The second most important thing I learned is that salmon can smell up the house if you cook it on the stove-top, so unless you can easily air out your kitchen, it’s best to poach it, or bake it in the oven. Actually, I learned both tips from my father, who, in spite of being raised in land-locked Minnesota, loves all forms of seafood, and has a keen eye for freshness and high standards when it comes to fish.

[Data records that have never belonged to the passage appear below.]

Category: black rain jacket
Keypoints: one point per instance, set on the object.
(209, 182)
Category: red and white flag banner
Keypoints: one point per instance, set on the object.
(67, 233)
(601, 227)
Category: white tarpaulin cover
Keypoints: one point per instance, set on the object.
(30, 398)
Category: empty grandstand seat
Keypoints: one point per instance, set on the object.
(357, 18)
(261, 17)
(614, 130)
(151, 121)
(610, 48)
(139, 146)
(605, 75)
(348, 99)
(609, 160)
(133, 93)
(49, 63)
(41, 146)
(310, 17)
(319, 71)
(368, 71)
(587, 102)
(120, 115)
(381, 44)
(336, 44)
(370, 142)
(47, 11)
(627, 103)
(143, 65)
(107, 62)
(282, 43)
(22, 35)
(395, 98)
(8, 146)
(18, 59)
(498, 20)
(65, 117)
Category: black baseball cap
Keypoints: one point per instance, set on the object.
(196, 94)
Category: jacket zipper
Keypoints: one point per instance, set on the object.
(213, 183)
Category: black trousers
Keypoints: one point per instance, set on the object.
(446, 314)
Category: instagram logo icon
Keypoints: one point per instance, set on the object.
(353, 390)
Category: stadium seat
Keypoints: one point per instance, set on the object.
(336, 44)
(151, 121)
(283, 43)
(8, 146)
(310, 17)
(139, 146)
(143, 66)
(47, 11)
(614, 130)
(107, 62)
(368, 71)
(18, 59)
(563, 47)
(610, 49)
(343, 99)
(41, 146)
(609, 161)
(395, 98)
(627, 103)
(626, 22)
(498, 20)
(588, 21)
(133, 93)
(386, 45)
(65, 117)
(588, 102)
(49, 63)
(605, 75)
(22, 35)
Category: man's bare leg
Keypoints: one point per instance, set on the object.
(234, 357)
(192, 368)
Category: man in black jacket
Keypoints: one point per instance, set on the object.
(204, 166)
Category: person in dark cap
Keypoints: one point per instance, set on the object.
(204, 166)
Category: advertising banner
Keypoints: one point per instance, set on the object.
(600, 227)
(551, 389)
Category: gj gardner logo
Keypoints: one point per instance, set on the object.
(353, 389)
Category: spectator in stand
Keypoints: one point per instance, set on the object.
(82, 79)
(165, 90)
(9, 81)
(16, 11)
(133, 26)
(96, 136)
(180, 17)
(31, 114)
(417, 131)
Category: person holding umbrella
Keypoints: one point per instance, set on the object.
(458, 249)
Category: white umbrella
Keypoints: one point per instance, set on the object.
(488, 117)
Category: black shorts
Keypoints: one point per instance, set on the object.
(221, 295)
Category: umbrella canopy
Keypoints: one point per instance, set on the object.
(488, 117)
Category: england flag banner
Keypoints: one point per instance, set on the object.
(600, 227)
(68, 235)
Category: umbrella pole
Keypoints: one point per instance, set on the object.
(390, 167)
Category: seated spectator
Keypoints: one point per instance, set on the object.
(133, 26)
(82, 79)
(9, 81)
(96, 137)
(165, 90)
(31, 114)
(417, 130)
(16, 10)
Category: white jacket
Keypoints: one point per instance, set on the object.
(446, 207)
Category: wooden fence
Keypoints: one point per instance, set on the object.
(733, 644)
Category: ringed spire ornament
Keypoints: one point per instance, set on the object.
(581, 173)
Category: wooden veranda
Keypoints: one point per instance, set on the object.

Easy Foil Wrapped Baked Salmon

Here is a kitchen aroma friendly way to prepare salmon fillets. It’s also incredibly easy and delicious! In this recipe we prepare julienned bell peppers and thinly sliced leeks, gently cooked in butter and olive oil. Then we create a bed of the cooked peppers and leeks on a large piece of aluminum foil, top it with a salmon fillet, and wrap up the salmon in the foil. Bake it for 10-12 minutes and it’s done! The salmon cooks in its own juices while the foil makes sure none of the flavor escapes. Tarragon is especially good with salmon prepared this way, but if you don’t have any you can easily use thyme. Fold up the foil packets to allow some room over the salmon, but seal so that steam is not allowed to escape. (There are many ways to fold the foil, do which ever way works best for you!) Sprinkle with lemon juice to serve or serve with lemon wedges.